Friday, March 12, 2010

Is Drug R&D in Jeopardy?

Posted by: Michael Arndt on January 06, 2010

The U.S. drug industry, historically one of the most lavish spenders on research and development, ended 2009 with plans to eliminate a record 69,100 jobs. The toll is up 60% from 43,000 in 2008 and more than quadruple the 15,600 in 2004, according to outplacement outfit and layoff tracker Challenger, Gray & Christmas.

Understandably, plenty of scientists are going through the five stages of loss (or soon will be). But the cuts could help one group —outside labs.

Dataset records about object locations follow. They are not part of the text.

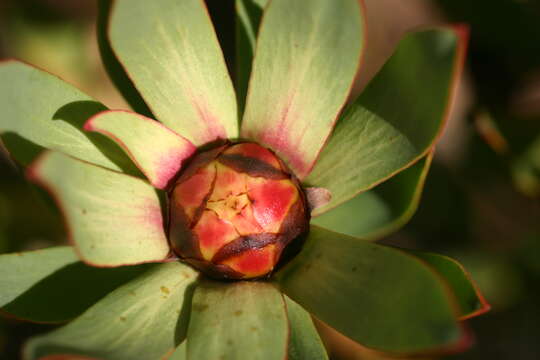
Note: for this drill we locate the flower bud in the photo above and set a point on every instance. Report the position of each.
(234, 209)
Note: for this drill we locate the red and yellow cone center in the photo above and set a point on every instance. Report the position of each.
(233, 211)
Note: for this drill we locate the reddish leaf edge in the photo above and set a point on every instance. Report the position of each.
(466, 340)
(360, 61)
(157, 183)
(462, 32)
(107, 37)
(33, 175)
(484, 305)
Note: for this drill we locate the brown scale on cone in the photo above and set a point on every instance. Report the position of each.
(233, 211)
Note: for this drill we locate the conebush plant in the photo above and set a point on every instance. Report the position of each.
(216, 218)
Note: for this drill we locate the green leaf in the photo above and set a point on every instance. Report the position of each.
(248, 19)
(172, 54)
(470, 299)
(235, 320)
(114, 69)
(113, 219)
(304, 67)
(19, 272)
(40, 110)
(180, 353)
(158, 152)
(53, 286)
(144, 319)
(397, 118)
(304, 341)
(378, 296)
(378, 212)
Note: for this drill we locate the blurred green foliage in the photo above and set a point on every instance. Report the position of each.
(475, 211)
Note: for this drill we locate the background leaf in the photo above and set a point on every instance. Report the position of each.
(304, 341)
(42, 111)
(378, 296)
(373, 141)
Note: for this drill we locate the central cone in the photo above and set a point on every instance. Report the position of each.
(233, 211)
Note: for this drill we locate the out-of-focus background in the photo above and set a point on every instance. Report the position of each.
(481, 200)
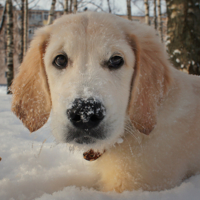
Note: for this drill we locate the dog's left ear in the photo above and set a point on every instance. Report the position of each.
(31, 96)
(151, 78)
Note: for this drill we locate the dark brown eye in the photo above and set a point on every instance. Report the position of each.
(115, 62)
(60, 61)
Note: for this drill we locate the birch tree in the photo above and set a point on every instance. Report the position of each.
(128, 3)
(75, 6)
(9, 33)
(155, 14)
(51, 12)
(21, 32)
(109, 8)
(184, 34)
(66, 7)
(160, 20)
(70, 6)
(3, 18)
(146, 3)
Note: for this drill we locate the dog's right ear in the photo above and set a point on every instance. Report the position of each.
(31, 95)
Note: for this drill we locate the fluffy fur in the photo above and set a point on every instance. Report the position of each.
(153, 107)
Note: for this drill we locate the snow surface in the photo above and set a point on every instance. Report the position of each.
(32, 168)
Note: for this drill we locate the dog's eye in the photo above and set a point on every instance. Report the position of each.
(115, 62)
(60, 61)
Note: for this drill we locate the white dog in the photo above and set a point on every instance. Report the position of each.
(111, 89)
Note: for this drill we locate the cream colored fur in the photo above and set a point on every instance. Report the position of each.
(153, 107)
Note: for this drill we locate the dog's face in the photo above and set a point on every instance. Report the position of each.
(89, 68)
(94, 71)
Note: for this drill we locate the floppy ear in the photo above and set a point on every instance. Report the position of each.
(151, 78)
(31, 96)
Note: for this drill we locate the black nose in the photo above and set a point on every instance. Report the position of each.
(86, 113)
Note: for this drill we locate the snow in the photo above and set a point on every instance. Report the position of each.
(33, 166)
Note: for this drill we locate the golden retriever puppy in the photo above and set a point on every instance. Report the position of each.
(111, 89)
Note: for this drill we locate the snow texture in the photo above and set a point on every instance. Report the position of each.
(33, 166)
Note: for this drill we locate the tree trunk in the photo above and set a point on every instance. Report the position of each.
(184, 34)
(9, 33)
(25, 27)
(75, 6)
(128, 2)
(22, 32)
(109, 8)
(70, 6)
(3, 18)
(146, 3)
(51, 12)
(160, 20)
(155, 15)
(66, 7)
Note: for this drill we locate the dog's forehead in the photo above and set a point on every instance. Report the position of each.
(86, 32)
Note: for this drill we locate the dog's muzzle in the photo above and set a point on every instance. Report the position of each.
(86, 116)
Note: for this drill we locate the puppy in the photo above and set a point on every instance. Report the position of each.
(111, 89)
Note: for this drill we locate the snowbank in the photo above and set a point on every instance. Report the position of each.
(33, 166)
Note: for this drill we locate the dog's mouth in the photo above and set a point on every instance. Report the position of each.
(91, 155)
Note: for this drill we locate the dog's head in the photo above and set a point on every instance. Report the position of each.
(94, 71)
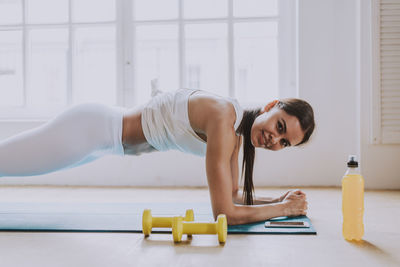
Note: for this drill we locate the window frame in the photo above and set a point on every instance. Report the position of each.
(125, 58)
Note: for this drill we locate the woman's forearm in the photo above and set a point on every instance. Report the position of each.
(238, 199)
(254, 213)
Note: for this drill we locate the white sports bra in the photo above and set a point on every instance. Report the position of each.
(166, 125)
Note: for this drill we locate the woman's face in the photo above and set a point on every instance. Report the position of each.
(274, 129)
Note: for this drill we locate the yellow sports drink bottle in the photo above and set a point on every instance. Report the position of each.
(353, 201)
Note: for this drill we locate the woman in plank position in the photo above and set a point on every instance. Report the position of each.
(192, 121)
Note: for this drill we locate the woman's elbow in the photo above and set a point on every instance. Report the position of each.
(232, 216)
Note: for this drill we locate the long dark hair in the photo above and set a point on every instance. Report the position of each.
(292, 106)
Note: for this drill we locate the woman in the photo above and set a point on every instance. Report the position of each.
(191, 121)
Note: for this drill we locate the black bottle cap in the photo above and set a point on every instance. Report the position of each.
(352, 162)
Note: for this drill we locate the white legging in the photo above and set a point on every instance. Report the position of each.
(78, 135)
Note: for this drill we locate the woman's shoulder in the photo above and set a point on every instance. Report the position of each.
(209, 107)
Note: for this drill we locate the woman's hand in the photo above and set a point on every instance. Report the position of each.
(295, 203)
(296, 191)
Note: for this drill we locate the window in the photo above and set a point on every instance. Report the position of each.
(108, 51)
(386, 70)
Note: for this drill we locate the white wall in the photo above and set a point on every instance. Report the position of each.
(328, 78)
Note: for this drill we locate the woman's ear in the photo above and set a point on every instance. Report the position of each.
(270, 105)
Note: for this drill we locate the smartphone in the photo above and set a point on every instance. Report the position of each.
(291, 224)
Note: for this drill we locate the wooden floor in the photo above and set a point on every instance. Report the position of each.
(380, 247)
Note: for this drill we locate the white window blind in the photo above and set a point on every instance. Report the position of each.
(386, 72)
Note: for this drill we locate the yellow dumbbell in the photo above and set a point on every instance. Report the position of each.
(148, 221)
(180, 227)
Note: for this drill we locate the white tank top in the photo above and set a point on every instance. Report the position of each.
(165, 123)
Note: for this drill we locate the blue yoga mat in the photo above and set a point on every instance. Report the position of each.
(117, 217)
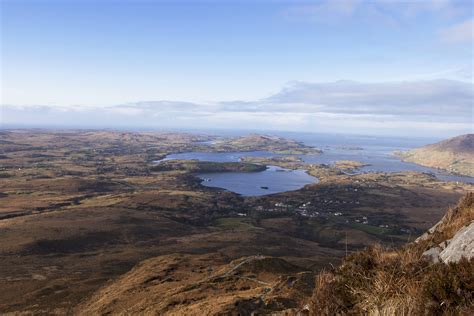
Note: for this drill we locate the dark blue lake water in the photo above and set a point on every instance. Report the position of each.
(272, 180)
(377, 152)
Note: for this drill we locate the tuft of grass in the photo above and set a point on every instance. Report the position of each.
(384, 281)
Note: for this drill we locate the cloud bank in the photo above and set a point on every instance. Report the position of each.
(436, 107)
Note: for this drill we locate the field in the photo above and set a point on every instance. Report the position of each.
(78, 209)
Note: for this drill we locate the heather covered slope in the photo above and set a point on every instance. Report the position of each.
(406, 281)
(455, 155)
(204, 285)
(377, 281)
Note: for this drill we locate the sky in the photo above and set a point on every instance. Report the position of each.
(383, 67)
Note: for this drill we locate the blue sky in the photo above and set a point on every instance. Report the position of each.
(101, 54)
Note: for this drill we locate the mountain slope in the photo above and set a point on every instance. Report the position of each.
(377, 281)
(455, 155)
(407, 281)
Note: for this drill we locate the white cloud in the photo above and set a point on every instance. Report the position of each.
(459, 33)
(429, 107)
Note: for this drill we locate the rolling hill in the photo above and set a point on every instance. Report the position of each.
(455, 155)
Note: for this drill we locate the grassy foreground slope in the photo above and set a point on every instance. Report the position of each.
(455, 155)
(381, 281)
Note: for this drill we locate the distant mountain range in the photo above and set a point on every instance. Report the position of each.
(455, 155)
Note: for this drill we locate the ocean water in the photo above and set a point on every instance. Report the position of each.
(374, 151)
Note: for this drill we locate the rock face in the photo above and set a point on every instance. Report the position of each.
(452, 238)
(455, 155)
(462, 245)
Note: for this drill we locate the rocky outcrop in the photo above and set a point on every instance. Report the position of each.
(460, 246)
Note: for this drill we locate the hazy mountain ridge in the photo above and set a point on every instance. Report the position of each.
(375, 281)
(455, 155)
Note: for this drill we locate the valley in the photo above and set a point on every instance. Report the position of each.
(79, 209)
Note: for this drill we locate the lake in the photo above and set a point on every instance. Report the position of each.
(272, 180)
(377, 152)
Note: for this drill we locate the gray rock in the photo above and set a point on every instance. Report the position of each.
(432, 254)
(461, 245)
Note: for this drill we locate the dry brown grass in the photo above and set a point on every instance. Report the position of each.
(382, 281)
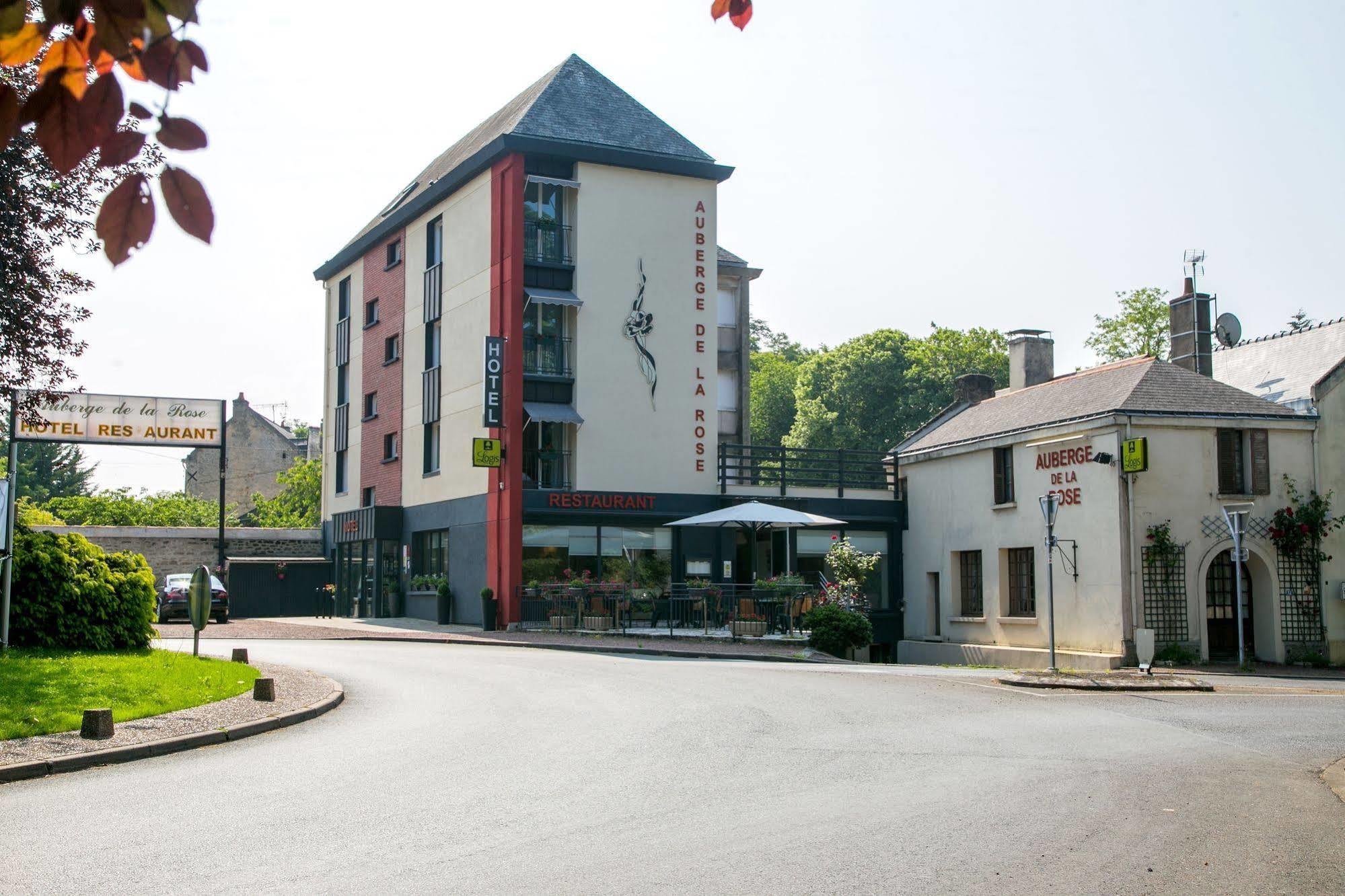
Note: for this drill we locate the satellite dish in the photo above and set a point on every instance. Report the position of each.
(1229, 330)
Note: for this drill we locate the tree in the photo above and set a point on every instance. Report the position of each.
(771, 402)
(118, 508)
(1140, 329)
(42, 213)
(48, 470)
(876, 389)
(297, 505)
(77, 110)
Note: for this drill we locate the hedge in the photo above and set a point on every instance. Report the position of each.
(70, 594)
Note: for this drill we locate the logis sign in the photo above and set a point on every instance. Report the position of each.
(126, 420)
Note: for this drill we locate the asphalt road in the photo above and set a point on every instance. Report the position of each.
(474, 770)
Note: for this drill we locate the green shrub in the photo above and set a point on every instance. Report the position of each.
(70, 594)
(1179, 655)
(837, 629)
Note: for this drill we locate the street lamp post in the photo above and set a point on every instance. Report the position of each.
(1235, 517)
(1050, 508)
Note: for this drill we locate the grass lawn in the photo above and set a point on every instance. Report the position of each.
(47, 691)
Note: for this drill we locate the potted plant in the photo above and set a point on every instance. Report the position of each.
(748, 626)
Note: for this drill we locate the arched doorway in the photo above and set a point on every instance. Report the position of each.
(1222, 609)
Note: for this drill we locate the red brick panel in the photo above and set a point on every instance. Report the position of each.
(389, 287)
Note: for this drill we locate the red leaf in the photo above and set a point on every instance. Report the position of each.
(740, 13)
(187, 204)
(61, 134)
(8, 114)
(101, 108)
(120, 149)
(126, 219)
(180, 134)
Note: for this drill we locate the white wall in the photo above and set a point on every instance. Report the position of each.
(626, 443)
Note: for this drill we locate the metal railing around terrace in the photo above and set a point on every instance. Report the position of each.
(546, 356)
(783, 468)
(548, 243)
(545, 469)
(674, 611)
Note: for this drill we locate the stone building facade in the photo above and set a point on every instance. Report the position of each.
(258, 450)
(180, 550)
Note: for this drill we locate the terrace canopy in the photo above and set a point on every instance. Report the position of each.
(756, 517)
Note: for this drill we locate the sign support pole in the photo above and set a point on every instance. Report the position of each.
(9, 523)
(223, 438)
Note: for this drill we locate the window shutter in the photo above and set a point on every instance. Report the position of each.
(1261, 462)
(1230, 481)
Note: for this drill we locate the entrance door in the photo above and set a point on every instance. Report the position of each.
(1222, 609)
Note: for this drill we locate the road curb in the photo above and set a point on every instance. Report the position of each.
(131, 753)
(1089, 684)
(611, 649)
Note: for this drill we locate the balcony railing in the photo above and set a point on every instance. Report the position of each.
(544, 469)
(546, 243)
(546, 356)
(803, 469)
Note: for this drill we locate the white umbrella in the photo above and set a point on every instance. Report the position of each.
(755, 517)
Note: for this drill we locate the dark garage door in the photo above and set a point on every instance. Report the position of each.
(264, 589)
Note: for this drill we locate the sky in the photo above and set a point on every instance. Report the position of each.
(964, 163)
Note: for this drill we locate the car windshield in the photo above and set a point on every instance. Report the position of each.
(183, 582)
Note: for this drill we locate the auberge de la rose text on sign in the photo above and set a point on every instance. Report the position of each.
(128, 420)
(1062, 482)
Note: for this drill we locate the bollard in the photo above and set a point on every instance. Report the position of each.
(264, 689)
(97, 724)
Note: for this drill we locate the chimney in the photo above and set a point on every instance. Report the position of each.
(1032, 359)
(1191, 330)
(973, 388)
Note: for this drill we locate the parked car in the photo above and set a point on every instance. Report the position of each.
(172, 599)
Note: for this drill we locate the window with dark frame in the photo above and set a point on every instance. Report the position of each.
(1023, 583)
(343, 299)
(433, 243)
(340, 473)
(970, 581)
(431, 449)
(429, 554)
(1004, 476)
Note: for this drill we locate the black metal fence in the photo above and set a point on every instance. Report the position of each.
(676, 611)
(783, 468)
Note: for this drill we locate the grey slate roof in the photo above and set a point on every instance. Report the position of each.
(1285, 367)
(729, 259)
(571, 108)
(1137, 385)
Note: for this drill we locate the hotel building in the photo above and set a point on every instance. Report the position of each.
(553, 281)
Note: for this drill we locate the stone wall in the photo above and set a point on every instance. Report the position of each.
(179, 550)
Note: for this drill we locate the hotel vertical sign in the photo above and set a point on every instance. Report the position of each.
(493, 383)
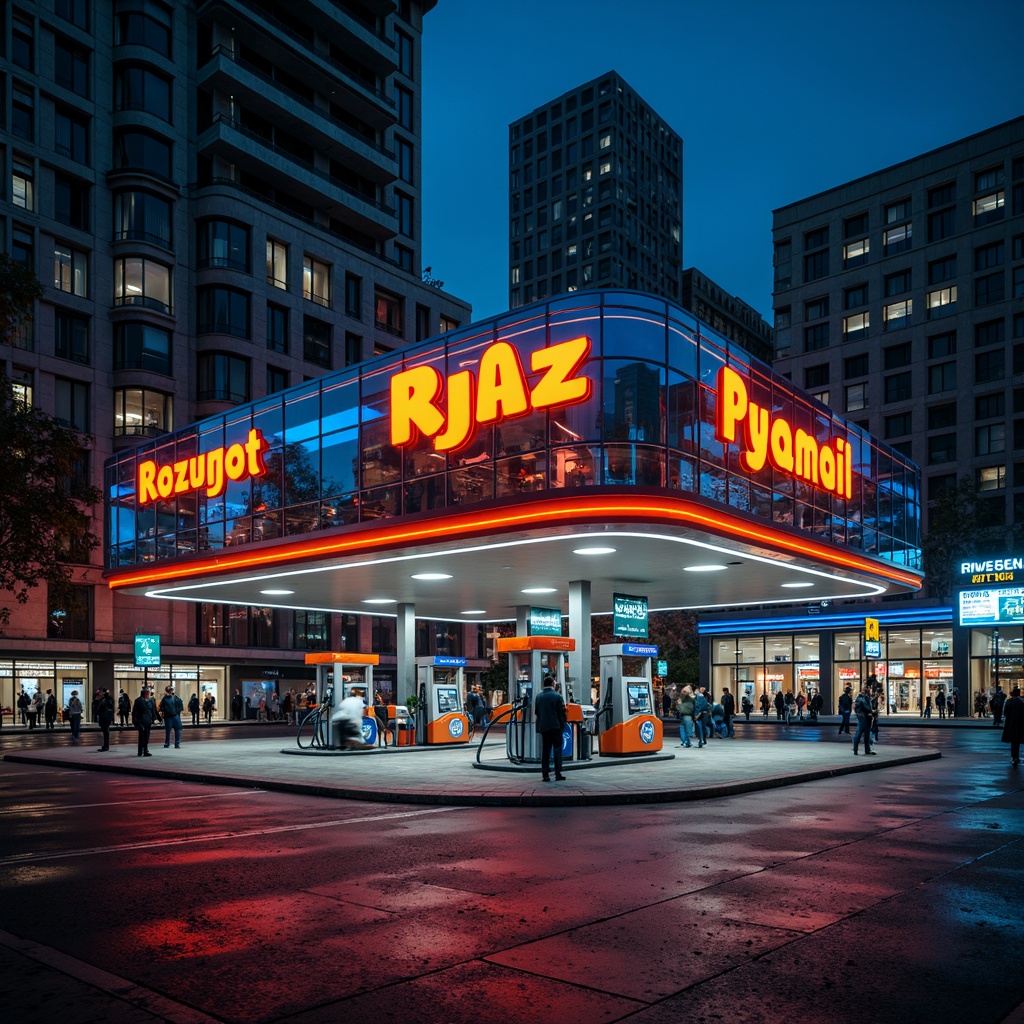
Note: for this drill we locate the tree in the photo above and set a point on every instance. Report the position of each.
(45, 503)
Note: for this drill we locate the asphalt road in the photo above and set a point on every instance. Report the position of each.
(890, 896)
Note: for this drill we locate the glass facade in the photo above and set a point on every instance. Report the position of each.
(648, 422)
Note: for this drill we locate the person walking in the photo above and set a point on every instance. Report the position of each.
(845, 710)
(1013, 725)
(75, 711)
(143, 715)
(728, 710)
(862, 709)
(104, 718)
(549, 712)
(170, 712)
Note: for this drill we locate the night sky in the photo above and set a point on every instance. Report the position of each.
(774, 102)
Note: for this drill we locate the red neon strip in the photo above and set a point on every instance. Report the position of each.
(566, 511)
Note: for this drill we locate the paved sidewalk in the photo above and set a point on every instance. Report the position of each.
(450, 775)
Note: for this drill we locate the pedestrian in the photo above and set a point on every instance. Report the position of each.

Following its $68 billion acquisition of Wyeth, for example, Pfizer is closing 6 of the 20 R&D centers the two companies operated. Pfizer won’t disclose how many research employees will be axed, but analysts say the layoffs could essentially wipe out the bulk of Wyeth’s 6,000-person scientific staff, leaving Pfizer with the 10,000-member lab crew it had before the takeover.

Among other U.S. drugmakers dropping thousands from their payrolls: Johnson & Johnson, Merck, Eli Lilly.

The retrenchment isn’t limited to American companies. GlaxoSmithKline and Astra Zeneca, both headquarterd in London, reduced research staffs in 2009, as did Paris-based Sanofi-aventis.

The layoffs might not slow drug introductions, however, says Kenneth Kaitin, director of Tufts University’s Center for the Study of Drug Development. Increasingly, pharmaceutical companies are outsourcing R&D to universities and bioscience startups, which may have more expertise and work for less money. The recent job cuts will likely hasten more linkups to keep pipelines from running dry, he tells me.